Umm… if he’s threatening, then he probably can’t do it.
It all depends on the website’s host. If the host is protected by a firewall, most attempts to hack get logged and rejected. (Which is why most hackers take over other people’s computers first, so they don’t get caught)
Unfortunately, most “dumb” hackers can probably download some program to do some damage.
One is through the front door. Logging in with either a login/pass that they got through social engineering (conning someone out of their login/pass) or through a brute force attack (using a program to try all kinds of log/pass combos, which will get noticed most of the time)
The other is through a bug in the system. Either a server on the system has a bug that a cracker can exploit to get in or a brain dead setting (like leaving a server sitting on the internet with no password for the admin account).
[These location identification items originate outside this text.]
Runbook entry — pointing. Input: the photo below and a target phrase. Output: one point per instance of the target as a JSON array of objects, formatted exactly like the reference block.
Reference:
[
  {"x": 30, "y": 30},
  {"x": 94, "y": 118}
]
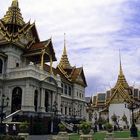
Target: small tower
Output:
[
  {"x": 13, "y": 18},
  {"x": 64, "y": 62}
]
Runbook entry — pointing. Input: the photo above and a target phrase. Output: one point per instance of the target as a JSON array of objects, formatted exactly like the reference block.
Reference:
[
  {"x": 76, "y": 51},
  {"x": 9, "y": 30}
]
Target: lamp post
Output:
[
  {"x": 4, "y": 103},
  {"x": 132, "y": 106}
]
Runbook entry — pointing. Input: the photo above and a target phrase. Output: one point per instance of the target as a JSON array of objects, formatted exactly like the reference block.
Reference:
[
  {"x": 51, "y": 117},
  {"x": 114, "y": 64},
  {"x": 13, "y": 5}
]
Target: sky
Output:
[{"x": 95, "y": 32}]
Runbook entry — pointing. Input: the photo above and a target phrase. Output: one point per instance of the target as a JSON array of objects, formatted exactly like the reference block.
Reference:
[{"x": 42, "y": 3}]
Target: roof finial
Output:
[
  {"x": 121, "y": 71},
  {"x": 64, "y": 62},
  {"x": 64, "y": 51},
  {"x": 121, "y": 78},
  {"x": 14, "y": 3}
]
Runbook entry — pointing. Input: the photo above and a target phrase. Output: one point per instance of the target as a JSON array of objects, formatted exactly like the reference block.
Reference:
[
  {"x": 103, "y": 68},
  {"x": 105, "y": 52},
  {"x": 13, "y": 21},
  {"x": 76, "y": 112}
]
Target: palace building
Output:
[
  {"x": 31, "y": 89},
  {"x": 115, "y": 103}
]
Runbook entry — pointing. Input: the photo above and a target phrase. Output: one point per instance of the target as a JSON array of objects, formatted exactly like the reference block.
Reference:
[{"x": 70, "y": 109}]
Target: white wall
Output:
[{"x": 119, "y": 110}]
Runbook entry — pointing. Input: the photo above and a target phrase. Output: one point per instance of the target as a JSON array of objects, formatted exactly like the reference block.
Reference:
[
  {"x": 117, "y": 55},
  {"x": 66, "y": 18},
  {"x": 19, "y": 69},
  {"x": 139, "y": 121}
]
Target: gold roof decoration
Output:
[
  {"x": 120, "y": 93},
  {"x": 121, "y": 78},
  {"x": 13, "y": 15},
  {"x": 64, "y": 62}
]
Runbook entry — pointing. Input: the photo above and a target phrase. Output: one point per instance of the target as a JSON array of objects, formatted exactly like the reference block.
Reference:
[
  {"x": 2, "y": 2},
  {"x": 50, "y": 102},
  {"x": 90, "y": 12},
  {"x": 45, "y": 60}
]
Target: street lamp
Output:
[
  {"x": 132, "y": 106},
  {"x": 4, "y": 104}
]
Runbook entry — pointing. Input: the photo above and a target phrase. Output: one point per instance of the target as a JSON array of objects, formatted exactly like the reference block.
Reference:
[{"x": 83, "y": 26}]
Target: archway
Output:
[{"x": 16, "y": 99}]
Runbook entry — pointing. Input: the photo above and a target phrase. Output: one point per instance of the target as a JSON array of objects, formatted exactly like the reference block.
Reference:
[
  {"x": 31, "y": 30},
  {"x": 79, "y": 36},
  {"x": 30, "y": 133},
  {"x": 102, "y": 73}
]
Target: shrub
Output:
[{"x": 109, "y": 127}]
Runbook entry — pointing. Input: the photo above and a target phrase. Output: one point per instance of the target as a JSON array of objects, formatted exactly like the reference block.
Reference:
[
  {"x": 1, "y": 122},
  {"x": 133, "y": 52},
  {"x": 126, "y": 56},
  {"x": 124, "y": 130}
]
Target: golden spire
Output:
[
  {"x": 64, "y": 62},
  {"x": 13, "y": 15},
  {"x": 14, "y": 3},
  {"x": 121, "y": 78}
]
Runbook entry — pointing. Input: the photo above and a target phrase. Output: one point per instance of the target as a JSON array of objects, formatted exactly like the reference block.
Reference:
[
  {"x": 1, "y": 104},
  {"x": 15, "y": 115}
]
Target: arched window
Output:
[
  {"x": 16, "y": 99},
  {"x": 36, "y": 99},
  {"x": 1, "y": 66},
  {"x": 47, "y": 106}
]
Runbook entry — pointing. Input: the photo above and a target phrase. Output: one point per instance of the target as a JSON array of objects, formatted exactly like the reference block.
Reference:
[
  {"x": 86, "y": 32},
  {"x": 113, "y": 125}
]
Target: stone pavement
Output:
[{"x": 40, "y": 137}]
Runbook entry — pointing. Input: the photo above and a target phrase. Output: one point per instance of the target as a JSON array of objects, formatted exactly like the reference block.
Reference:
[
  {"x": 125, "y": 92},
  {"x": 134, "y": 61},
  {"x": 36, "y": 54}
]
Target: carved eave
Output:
[
  {"x": 78, "y": 76},
  {"x": 120, "y": 95},
  {"x": 63, "y": 73},
  {"x": 35, "y": 51}
]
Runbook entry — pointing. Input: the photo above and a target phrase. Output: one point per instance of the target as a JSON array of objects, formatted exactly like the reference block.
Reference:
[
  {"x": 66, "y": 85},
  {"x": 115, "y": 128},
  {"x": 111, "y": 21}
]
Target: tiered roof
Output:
[
  {"x": 69, "y": 73},
  {"x": 13, "y": 29}
]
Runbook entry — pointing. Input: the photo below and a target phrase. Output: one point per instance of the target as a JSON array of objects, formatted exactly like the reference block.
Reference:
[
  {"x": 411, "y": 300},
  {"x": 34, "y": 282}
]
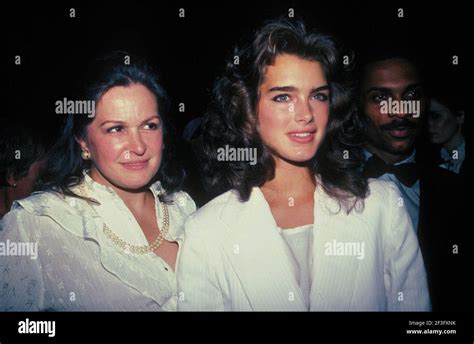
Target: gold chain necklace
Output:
[{"x": 129, "y": 248}]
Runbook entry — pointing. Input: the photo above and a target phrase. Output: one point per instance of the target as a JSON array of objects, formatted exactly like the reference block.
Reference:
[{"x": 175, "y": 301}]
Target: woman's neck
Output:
[{"x": 135, "y": 200}]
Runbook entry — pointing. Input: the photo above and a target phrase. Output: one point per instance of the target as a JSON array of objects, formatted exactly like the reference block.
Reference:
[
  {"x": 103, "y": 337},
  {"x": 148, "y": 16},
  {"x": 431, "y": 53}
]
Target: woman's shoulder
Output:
[
  {"x": 183, "y": 201},
  {"x": 211, "y": 212},
  {"x": 382, "y": 191}
]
Even the best programs will have bugs now and then which is why if you’re going to have any system on the net you really need to keep up on security fixes.
It’s next to impossible. “Hacking” doesn’t work the way it does in movies.
The best he can hope to do is get lucky and guess the password. Could Possibly do a denial of service wherein he swamps the host with requests such that “real” visitors can’t access it. This isn’t really hacking though.
Whenever I get one of these…ahem…“threats” I always encourage them to do their worst. That just pisses them off because they know they can’t really do squat.